An example of how these elements come together and interact is during a wrongful-death claim. In California, there is an outstanding question as to whether the “one-action rule” applies to pre-litigation settlements of wrongful-death claims. An unpublished opinion, Moody v. Bedford (2012) 135 Cal.Rptr.3d 867, states that it does not.
There can be multiple claimants in a wrongful-death claim, and the defense is not in a position to know who the proper claimants are, which is the reasoning as to why the burden is on plaintiff to bring other claimants in as additional plaintiffs or nominal defendants.

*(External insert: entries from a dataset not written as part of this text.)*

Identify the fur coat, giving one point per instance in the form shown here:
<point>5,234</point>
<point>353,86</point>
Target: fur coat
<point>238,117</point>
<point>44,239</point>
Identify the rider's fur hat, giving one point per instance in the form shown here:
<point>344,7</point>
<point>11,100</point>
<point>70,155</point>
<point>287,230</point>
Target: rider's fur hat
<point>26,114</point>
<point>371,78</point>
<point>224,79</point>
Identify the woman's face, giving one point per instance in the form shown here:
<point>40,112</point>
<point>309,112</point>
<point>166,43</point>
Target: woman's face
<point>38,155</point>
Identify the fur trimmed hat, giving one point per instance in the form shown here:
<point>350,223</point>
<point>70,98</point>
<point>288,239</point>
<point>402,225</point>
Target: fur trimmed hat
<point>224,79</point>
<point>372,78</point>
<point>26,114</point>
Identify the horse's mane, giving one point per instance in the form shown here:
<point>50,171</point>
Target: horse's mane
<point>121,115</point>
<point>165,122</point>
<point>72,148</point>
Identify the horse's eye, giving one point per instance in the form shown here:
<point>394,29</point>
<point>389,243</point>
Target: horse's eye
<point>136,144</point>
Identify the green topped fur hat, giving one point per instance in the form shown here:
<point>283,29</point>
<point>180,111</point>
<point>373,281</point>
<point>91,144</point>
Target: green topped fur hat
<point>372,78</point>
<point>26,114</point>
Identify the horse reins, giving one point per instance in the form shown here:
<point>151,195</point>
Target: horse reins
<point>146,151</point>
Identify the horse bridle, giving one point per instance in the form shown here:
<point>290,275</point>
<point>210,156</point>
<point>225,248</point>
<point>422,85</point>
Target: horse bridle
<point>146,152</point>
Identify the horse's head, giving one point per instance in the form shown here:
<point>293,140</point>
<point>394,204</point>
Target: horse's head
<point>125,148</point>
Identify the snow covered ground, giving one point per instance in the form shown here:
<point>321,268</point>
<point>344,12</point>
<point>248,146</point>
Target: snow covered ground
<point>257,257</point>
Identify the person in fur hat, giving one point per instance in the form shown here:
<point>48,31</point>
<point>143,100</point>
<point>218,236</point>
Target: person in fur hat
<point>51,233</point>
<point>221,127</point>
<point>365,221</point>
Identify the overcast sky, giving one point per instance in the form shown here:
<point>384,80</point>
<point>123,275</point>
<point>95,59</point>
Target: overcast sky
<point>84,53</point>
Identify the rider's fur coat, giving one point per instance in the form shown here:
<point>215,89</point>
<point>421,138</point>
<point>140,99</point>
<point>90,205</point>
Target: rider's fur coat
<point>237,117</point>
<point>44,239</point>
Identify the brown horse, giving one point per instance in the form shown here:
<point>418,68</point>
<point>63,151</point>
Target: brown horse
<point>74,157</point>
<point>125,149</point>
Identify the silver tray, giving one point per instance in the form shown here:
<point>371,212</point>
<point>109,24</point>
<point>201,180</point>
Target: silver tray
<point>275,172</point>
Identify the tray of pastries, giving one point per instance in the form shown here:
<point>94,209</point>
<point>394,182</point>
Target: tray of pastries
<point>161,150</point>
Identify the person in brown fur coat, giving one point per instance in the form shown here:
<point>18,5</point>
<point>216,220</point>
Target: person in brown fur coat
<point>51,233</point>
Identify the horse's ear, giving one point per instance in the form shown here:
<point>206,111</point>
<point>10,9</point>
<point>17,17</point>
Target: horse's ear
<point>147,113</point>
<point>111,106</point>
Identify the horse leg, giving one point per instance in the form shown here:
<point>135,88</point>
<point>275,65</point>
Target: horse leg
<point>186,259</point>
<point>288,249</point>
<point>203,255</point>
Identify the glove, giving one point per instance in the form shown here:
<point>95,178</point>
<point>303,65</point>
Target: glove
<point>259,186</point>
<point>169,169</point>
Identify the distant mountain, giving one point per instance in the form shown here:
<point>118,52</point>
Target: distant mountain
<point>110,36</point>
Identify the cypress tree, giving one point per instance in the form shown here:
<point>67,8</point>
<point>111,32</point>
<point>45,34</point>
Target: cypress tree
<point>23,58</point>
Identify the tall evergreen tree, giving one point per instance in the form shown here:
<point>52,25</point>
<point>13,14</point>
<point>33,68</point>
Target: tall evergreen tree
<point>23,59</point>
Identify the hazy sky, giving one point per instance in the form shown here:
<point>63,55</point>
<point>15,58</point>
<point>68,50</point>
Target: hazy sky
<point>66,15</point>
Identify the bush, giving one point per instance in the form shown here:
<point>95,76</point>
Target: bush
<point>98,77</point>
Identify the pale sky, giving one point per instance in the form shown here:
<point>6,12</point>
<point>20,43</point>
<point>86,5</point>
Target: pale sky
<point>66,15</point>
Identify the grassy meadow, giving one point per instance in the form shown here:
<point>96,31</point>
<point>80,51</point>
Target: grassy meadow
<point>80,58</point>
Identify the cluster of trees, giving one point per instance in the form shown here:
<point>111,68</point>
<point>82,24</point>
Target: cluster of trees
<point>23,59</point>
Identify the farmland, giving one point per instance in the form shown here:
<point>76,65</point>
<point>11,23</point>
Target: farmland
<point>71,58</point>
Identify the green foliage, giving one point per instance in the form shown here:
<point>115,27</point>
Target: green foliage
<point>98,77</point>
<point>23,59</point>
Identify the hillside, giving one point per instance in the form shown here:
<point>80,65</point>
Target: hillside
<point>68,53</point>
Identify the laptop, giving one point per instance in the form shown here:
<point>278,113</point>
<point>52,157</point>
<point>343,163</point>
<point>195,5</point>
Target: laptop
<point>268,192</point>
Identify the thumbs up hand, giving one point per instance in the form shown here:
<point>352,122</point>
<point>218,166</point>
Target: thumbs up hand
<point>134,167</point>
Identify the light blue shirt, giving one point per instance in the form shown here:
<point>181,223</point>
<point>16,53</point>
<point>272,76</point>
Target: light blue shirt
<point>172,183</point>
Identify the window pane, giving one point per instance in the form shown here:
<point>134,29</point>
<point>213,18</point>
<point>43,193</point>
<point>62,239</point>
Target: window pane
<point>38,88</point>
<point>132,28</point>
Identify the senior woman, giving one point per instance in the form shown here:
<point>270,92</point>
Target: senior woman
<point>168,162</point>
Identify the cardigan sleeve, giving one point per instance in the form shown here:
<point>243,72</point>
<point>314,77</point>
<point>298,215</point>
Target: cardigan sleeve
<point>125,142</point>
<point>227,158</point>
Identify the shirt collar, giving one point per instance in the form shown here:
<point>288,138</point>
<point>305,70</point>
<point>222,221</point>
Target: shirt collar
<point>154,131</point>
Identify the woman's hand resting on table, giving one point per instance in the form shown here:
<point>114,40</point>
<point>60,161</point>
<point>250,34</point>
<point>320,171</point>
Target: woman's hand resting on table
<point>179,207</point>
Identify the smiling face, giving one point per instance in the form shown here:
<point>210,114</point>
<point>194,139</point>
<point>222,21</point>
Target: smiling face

If the “one-action rule” does not apply to pre-litigation settlements, however, then an insurance company must weigh these risks.
Defense counsel, as always, is an advisor to the insurer and to the insured concerning the potential consequences of litigation, but this advice becomes paramount once sufficient information is known. Carriers must therefore continuously reevaluate the case as new information is provided, while keeping the limits in mind, while guided by consistent communication between the insured, defense counsel, and themselves.